第7話 ゾンビの魅力を語る
「ニニカさん!早くそいつから離れて!」
「それが・・・・!体が動かなくって・・・!」
「なんですって・・・!?」
アピリス先生とジョージさんは、金髪の男・・・ダンテというらしい。彼が私の傍にいるせいで、迂闊に近づけないようだった。
先生たちの反応からすると、どう考えても友好的な関係とは思えなかった。
今私は、なぜかその場から動くことができず、目の前にダンテが立っている。
丁度私を挟んで先生たちとダンテが向かい合っているので、先生たちは私の背後にいることになる。

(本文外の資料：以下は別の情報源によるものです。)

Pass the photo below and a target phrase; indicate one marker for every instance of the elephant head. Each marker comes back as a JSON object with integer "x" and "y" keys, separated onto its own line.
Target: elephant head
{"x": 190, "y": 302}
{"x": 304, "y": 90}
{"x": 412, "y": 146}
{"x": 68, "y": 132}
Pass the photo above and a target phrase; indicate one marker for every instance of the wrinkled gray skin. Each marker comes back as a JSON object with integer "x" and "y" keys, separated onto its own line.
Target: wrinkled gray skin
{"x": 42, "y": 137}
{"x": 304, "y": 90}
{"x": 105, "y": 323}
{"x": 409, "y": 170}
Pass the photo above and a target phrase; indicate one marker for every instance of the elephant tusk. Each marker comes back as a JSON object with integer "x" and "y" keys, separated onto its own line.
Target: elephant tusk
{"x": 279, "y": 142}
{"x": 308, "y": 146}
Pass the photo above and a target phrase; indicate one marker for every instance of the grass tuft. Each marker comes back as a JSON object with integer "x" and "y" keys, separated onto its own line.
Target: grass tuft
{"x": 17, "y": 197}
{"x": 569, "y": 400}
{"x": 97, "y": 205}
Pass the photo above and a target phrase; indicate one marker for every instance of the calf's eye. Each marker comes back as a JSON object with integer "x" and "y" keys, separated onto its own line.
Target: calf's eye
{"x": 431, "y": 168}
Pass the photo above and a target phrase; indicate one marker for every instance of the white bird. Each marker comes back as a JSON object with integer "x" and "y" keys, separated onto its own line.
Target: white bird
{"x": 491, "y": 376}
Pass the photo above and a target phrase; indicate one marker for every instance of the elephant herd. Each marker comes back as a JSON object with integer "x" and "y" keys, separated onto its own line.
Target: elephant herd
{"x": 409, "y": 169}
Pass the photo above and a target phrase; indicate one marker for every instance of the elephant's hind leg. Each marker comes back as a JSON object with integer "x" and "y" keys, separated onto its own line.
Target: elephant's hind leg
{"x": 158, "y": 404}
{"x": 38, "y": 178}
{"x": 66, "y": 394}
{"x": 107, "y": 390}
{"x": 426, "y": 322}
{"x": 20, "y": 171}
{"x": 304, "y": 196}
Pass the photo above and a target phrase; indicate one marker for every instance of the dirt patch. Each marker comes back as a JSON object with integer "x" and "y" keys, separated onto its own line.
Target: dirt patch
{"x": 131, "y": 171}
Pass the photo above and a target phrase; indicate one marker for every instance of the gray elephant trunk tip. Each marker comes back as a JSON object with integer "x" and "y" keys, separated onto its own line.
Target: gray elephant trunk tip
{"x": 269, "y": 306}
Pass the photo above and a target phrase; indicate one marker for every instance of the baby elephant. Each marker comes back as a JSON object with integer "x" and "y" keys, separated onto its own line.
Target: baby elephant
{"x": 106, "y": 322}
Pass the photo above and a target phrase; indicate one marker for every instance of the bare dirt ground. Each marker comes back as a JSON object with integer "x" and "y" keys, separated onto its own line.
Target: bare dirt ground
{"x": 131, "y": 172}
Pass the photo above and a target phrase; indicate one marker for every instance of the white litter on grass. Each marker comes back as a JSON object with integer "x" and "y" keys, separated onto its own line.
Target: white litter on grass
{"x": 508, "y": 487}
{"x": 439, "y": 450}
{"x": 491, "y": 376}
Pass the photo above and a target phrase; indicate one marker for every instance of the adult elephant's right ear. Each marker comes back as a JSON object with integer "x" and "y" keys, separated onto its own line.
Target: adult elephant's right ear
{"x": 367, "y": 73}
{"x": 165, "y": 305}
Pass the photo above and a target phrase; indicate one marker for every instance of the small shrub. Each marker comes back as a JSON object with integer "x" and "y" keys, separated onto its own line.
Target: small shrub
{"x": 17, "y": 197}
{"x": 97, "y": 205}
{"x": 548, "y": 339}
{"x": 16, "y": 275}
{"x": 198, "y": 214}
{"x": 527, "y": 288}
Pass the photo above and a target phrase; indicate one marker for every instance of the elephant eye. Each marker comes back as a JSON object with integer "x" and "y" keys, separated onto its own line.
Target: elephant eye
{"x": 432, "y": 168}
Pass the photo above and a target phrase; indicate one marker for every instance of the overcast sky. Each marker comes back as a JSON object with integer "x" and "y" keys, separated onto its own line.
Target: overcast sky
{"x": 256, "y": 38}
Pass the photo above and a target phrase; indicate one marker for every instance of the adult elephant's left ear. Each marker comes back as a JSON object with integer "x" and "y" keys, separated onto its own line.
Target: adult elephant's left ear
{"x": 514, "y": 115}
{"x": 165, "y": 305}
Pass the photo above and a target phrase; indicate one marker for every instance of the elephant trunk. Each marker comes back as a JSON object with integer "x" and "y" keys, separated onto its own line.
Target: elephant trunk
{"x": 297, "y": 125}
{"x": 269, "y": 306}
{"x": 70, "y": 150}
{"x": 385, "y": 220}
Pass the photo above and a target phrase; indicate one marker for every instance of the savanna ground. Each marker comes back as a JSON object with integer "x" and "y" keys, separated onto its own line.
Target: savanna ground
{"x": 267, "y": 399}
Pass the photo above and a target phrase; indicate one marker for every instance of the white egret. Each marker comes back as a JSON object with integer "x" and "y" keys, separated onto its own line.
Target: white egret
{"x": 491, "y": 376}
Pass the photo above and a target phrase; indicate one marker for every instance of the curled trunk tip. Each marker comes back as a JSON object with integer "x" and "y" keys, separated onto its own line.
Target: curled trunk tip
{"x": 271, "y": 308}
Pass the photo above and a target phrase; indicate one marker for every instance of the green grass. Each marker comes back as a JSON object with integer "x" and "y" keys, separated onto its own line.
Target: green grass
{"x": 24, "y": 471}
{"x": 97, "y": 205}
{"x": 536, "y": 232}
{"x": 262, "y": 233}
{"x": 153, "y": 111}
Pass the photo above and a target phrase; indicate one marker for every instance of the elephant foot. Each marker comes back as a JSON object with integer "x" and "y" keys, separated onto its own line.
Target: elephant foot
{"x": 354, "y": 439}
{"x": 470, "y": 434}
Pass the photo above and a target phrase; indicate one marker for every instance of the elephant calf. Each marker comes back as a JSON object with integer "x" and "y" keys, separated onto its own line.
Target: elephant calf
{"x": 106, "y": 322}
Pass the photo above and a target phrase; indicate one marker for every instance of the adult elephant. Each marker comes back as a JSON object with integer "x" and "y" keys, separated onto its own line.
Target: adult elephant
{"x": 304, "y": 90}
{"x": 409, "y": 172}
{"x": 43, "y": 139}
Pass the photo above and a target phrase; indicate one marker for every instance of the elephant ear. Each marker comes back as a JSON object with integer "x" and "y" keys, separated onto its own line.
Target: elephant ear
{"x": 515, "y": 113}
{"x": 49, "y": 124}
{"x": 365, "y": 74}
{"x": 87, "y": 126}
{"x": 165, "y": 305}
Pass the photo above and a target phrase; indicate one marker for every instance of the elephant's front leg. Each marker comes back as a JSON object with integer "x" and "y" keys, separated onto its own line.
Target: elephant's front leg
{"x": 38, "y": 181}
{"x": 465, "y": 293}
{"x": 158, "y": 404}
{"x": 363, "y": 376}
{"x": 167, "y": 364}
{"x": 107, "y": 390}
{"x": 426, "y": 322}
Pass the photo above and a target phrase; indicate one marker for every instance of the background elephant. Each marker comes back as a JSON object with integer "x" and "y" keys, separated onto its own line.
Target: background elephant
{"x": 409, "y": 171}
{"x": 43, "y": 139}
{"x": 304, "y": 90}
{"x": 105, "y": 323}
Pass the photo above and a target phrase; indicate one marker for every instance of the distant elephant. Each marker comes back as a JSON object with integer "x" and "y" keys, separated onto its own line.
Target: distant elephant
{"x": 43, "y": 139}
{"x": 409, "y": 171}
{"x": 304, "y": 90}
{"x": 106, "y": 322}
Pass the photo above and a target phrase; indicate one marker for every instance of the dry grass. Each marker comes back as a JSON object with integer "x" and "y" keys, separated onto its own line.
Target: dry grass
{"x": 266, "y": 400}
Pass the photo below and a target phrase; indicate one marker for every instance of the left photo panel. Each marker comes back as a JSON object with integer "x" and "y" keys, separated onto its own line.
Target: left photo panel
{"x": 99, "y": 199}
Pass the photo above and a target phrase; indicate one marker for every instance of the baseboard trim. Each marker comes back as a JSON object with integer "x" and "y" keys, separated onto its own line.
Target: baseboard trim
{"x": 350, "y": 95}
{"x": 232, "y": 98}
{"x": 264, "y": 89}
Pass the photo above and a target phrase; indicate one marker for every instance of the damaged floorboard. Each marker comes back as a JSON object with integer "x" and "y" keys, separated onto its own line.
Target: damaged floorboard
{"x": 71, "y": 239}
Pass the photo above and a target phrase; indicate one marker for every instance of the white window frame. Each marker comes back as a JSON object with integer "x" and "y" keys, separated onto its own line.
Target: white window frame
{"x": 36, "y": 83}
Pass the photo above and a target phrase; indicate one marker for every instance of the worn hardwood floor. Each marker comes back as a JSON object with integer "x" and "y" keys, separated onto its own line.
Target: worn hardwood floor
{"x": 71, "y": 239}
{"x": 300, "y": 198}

「そういうこと。彼女は今私の前から動けない。二人とも、迂闊な行動はしないように」
ダンテは優雅な、そして余裕の表情をたたえている。
私が人質になってしまっているせいだ。
「あのっ!先生、この人って・・・」
私は後ろを振り返って先生に向かって問いかける。ダンテ本人に聞く勇気はなかった。
「そいつが・・・そいつが私の母を殺し、蘇生術の知識を奪っていった男・・・・」
先生はハッキリと怒りの表情を見せてそう言い放った。
コイツが・・・じゃあ・・・・。
「そのとおり。そしてニニカさん、
ダンテが優雅な微笑みのまま、私に向かってそう告げる。その言葉に私が反応する前に、アピリス先生が激昂した。
「命の恩人!?ふざけるな!自分で人々を傷つけておいて!その上で中途半端な蘇生術を施す!結果、彼女のように、副作用で苦しむ人が大勢出ているんですよ!お前たちの実験のために!!」
こいつが・・・・。私をゾンビにした男。そして、今世間で話題になっているゾンビたちを生み出した元凶!?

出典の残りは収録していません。